William Byrd and His Contemporaries: Essays and a Monograph
ISBN: 9780520932838
Platform/Publisher: JSTOR / University of California Press
Digital rights: Users: unlimited; Printing: chapter; Download: chapter
Subjects: Byrd William 1542 or 3–1623; Composers -- England; Music -- England -- 16th century -- History and criticism;

Throughout his distinguished career, Philip Brett wrote about the music of the Tudor period. He carried out pathbreaking work on the life and music of William Byrd (c.1540-1623), both as an editor and a historian. He also studied other composers working during the period, including John Taverner, Thomas Tallis, Orlando Gibbons, and Thomas Weelkes. Collecting these influential essays together for the first time, this volume is a tribute to Brett's agile mind and to his incomparable skill at synthesizing history and musical analysis.
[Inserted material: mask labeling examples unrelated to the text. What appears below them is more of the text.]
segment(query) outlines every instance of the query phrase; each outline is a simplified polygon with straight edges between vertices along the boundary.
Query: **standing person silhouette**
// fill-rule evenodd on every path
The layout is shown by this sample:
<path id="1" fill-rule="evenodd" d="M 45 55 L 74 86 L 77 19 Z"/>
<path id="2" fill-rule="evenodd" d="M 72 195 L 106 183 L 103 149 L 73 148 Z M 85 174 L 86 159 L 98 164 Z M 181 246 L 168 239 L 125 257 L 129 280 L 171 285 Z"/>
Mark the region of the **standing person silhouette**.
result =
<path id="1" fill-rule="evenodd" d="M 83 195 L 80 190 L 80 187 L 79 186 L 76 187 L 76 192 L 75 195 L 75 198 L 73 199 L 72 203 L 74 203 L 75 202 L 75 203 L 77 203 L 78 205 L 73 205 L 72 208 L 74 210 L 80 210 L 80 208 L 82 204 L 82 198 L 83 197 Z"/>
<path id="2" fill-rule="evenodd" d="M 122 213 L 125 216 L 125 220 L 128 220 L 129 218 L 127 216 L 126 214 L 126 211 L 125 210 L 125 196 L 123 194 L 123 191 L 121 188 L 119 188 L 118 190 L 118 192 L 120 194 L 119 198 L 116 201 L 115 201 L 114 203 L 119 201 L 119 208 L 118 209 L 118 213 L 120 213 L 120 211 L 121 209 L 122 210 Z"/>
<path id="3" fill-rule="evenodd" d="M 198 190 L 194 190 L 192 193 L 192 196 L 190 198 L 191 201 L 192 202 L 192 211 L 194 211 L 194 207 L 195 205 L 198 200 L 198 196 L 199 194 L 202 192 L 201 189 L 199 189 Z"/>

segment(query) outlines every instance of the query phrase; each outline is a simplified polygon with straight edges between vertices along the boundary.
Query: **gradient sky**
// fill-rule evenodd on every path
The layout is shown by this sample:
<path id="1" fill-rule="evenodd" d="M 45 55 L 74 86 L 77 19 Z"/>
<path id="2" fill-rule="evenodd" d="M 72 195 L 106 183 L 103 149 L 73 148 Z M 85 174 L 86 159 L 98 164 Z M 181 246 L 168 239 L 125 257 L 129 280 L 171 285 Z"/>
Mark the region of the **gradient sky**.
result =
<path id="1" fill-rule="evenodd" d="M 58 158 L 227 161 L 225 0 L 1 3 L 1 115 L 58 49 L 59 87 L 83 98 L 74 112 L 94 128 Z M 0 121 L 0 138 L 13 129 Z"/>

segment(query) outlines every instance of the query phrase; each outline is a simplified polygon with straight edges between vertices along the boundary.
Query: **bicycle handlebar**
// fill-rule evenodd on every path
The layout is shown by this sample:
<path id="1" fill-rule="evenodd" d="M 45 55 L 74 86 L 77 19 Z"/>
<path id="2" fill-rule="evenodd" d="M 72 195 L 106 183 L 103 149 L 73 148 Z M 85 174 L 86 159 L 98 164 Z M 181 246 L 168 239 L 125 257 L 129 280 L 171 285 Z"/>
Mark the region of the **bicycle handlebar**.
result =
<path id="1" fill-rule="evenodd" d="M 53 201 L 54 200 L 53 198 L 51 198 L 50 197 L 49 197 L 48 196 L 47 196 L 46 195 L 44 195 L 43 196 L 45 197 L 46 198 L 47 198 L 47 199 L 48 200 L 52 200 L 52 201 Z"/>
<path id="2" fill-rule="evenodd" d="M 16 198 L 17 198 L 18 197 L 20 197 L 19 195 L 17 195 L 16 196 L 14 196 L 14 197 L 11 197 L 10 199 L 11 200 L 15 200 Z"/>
Byrd was a prominent court composer, but also a Catholic. Besides important instrumental music and English songs, he wrote a great deal of sacred music, some for his Protestant patrons, and some for his fellow Catholics who celebrated mass in secret. Ranging from the report of Brett's findings on the Paston manuscripts, an unpublished round-table paper that he delivered a few months before his untimely death, to his monograph-length study of Byrd's magnum opus, Gradualia, the essays collected here consider both sacred and secular music, and vocal and instrumental traditions, providing an intimate glimpse into what was unique about Byrd and his music. Elegantly written, with the particular brilliance for which Brett was known, this book opens a fascinating window onto one of the most fruitful periods of English musical history.


Brett Philip :

Philip Brett (1937-2002) was Distinguished Professor of Musicology at the University of California, Los Angeles. In addition to dozens of scholarly editions of English Renaissance music and pioneering articles in a wide variety of fields, he is author of Benjamin Britten: Peter Grimes and coeditor of Queering the Pitch: The New Gay and Lesbian Musicology, Cruising the Performative: Interventions into the Representation of Ethnicity, Nationality, and Sexuality, and Decomposition: Post-Disciplinary Performance . Joseph Kerman is Professor Emeritus of Music and Davitt Moroney is Professor of Music and University Organist at the University of California, Berkeley.